Background: Urothelial carcinoma (UC) is a major health problem in the general population. We aimed to evaluate the function of GFRα3 and unravel its underlying molecular mechanism to develop novel treatment options equivalent to UC.
Methods: To evaluate the function of GFRα3, a group of 60 pairs of UC patients were recruited in for this study. UC tissues and their adjacent normal control tissues (NCTs) were collected between 2012 and 2015. We used immunohistochemistry to analyze the correlation between GFRα3 expression and clinicopathologic variables and patient survival. The role of regulation of GFRα3 in UC was applied in vitro. In addition, we further investigated the signaling pathway of GFRα3 in UC progression.

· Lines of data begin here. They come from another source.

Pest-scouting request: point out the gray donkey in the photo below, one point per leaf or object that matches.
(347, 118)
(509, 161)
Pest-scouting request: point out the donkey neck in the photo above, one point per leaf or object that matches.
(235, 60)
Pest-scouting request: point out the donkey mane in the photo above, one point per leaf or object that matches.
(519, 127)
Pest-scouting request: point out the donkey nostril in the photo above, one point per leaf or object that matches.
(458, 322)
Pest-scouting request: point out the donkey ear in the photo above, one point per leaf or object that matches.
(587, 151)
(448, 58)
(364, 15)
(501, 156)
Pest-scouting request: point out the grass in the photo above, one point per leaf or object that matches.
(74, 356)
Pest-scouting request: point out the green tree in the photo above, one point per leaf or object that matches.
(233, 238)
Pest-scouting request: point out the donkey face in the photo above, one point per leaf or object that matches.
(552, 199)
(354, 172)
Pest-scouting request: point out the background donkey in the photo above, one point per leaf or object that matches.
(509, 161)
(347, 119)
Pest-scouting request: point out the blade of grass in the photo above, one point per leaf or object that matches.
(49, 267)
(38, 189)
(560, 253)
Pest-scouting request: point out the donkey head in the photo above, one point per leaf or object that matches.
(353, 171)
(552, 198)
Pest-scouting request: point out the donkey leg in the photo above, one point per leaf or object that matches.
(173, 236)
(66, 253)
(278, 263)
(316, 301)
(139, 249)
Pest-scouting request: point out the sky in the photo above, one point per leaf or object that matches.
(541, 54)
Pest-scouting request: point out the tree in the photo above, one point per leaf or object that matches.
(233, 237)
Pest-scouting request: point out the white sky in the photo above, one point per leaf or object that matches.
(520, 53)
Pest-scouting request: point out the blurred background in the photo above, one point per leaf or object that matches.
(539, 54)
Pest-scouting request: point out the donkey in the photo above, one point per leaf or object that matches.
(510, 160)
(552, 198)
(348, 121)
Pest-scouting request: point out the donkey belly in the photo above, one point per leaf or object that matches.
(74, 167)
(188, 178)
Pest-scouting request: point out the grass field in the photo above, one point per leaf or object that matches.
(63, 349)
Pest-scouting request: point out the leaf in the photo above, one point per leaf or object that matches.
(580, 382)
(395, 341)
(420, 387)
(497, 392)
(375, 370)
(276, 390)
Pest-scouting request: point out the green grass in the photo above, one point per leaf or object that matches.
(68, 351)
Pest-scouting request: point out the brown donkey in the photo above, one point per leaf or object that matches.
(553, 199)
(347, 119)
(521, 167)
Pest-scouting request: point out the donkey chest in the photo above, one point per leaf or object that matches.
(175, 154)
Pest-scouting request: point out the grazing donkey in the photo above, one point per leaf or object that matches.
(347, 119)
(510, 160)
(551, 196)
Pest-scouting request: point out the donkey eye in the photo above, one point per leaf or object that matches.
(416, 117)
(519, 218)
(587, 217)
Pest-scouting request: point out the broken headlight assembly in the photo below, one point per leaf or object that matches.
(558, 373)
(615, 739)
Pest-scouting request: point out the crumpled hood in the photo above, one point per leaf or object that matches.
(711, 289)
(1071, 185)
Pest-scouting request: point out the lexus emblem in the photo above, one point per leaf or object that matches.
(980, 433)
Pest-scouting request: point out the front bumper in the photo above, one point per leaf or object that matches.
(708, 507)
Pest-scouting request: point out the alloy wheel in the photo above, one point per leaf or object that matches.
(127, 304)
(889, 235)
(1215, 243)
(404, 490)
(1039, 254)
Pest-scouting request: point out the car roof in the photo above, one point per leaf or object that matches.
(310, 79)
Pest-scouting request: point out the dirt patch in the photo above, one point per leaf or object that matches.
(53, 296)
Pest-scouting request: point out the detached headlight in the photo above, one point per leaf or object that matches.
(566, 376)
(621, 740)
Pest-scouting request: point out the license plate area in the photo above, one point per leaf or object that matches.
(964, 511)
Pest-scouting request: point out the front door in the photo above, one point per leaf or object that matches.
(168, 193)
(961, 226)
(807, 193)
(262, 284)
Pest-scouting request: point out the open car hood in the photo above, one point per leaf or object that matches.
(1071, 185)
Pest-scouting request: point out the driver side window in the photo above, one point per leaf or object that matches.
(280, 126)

Results: The expression level of GFRα3 was remarkably upregulated in 49.3% (19/60) patients and downregulated in 25.0% (15/60) patients. The GFRα3 protein expression was upregulated in UC tissues. GFRα3 promotes UC cell migration and invasion in vitro. GFRα3 also promotes UC cell metastasis in vitro. High level of GFRα3 promotes UC cell migration via upregulation of MMP9 expression.
Conclusions: Our results demonstrate that increased GFRα3 expression is significantly correlated with poor prognosis of patients with UC. Thus, GFRα3 might be an important marker and a therapeutic target for UC.